Deshpande Foundation
- Formation: 1996
- Type: Non-governmental organization
- Purpose: Promoting entrepreneurship and innovation as catalysts for change
- Headquarters: Stoneham, Massachusetts, United States
- Region served: United States, India.
- President of Foundation: Gururaj (Desh), Jaishree Deshpande
- Website: Deshpande Foundation

= Deshpande Foundation =

Deshpande Foundation is a non-governmental organization founded in 1996 in the US by Dr. Gururaj (Desh) and Jaishree Deshpande to accelerate the creation of sustainable and scalable enterprises that have significant social and economic impact. Foundation has embarked on large-scale projects in the United States and India such as:

- Entrepreneurship for All.
- The Hubli Sandbox in Hubli, Karnataka, India.
- The Deshpande Center for Social Entrepreneurship in Hubli, Karnataka.
- The MIT Deshpande Center for Technological Innovation in Boston, Massachusetts.
- The Indus Entrepreneurs (TiE), in both the US and across India.
- The Indo US Collaboration for Engineering Education (IUCEE).

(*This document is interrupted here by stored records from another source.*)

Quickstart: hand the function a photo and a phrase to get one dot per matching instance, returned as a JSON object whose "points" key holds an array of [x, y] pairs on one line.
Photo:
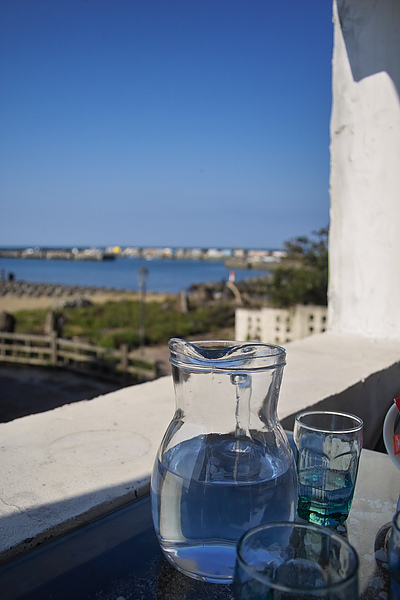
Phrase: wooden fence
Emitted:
{"points": [[51, 351]]}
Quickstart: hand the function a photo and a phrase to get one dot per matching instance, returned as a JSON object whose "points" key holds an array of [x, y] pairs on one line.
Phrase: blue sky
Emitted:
{"points": [[164, 122]]}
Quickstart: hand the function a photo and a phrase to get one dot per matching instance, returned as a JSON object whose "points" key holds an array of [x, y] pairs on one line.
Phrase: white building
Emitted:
{"points": [[279, 325]]}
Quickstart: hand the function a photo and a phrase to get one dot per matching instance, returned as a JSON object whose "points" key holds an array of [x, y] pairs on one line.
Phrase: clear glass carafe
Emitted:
{"points": [[225, 464]]}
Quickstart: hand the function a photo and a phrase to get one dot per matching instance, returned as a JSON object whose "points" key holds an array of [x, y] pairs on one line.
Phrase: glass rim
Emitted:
{"points": [[225, 355], [358, 423], [323, 531]]}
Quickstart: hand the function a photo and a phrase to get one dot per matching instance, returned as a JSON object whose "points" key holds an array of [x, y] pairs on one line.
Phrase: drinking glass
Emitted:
{"points": [[394, 558], [328, 452], [295, 561]]}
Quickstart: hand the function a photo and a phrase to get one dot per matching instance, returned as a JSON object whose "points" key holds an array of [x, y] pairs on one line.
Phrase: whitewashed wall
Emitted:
{"points": [[364, 246]]}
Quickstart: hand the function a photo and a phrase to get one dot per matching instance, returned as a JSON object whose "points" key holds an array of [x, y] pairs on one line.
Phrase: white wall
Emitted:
{"points": [[364, 246]]}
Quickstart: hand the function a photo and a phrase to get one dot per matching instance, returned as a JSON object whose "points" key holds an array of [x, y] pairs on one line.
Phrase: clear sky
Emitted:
{"points": [[164, 122]]}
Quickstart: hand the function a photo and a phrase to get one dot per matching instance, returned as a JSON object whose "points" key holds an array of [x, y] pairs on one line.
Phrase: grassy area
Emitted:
{"points": [[113, 323]]}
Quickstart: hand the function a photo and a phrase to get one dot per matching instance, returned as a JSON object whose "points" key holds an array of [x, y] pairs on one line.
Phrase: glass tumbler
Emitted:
{"points": [[294, 561], [394, 558], [328, 452]]}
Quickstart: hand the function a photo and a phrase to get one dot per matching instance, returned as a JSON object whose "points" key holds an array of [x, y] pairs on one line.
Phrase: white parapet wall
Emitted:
{"points": [[279, 325], [364, 245]]}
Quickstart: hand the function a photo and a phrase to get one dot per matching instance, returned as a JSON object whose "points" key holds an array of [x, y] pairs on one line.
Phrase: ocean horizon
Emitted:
{"points": [[164, 275]]}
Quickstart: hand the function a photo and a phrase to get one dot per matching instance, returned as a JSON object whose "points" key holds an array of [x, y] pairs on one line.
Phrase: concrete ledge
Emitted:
{"points": [[75, 463]]}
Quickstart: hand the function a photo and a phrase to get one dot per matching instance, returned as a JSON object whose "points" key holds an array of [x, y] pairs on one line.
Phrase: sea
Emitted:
{"points": [[164, 275]]}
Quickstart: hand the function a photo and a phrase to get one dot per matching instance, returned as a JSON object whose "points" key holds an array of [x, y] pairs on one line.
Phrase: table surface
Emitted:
{"points": [[118, 558]]}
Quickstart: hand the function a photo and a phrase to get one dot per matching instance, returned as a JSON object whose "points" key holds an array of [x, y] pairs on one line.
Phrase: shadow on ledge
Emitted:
{"points": [[29, 390]]}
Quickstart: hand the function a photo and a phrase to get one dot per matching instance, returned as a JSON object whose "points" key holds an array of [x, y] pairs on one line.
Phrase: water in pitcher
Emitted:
{"points": [[208, 491]]}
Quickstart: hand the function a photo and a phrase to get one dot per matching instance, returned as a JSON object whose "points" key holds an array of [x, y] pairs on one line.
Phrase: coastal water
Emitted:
{"points": [[170, 276], [208, 491]]}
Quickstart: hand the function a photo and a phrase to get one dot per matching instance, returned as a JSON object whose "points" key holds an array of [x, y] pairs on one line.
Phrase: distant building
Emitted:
{"points": [[279, 325]]}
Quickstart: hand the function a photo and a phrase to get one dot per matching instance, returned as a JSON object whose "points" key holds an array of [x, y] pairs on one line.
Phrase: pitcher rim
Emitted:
{"points": [[225, 355]]}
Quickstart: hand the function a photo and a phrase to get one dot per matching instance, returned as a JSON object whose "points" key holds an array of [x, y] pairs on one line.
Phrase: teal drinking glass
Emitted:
{"points": [[294, 561], [328, 447]]}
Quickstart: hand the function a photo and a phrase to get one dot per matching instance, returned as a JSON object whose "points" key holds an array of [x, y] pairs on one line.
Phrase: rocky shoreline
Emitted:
{"points": [[23, 295]]}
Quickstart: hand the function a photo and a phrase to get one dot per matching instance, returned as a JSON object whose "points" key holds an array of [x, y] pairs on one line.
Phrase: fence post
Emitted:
{"points": [[124, 358], [53, 348]]}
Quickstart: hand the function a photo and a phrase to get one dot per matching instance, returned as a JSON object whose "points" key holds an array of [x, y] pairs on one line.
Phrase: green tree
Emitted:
{"points": [[302, 277]]}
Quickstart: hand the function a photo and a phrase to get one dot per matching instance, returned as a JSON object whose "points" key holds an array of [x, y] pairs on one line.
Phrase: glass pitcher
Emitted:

The foundation runs numerous programs in its Indian wing. Few of them are listed below.

- LEAD - LEADer's Accelerating Development Program. - Offers students an opportunity to make a change in their world. Program works with students who have big ideas for a better India, and wants them to see that vision transform into reality.
- Deshpande Fellowship Program.
- Deshpande Education trust - nurtures innovative ideas and inspires entrepreneurial acumen in youth.
- Master of Social Entrepreneurship - a two-year residential program affiliated with Karnatak University Dharwad.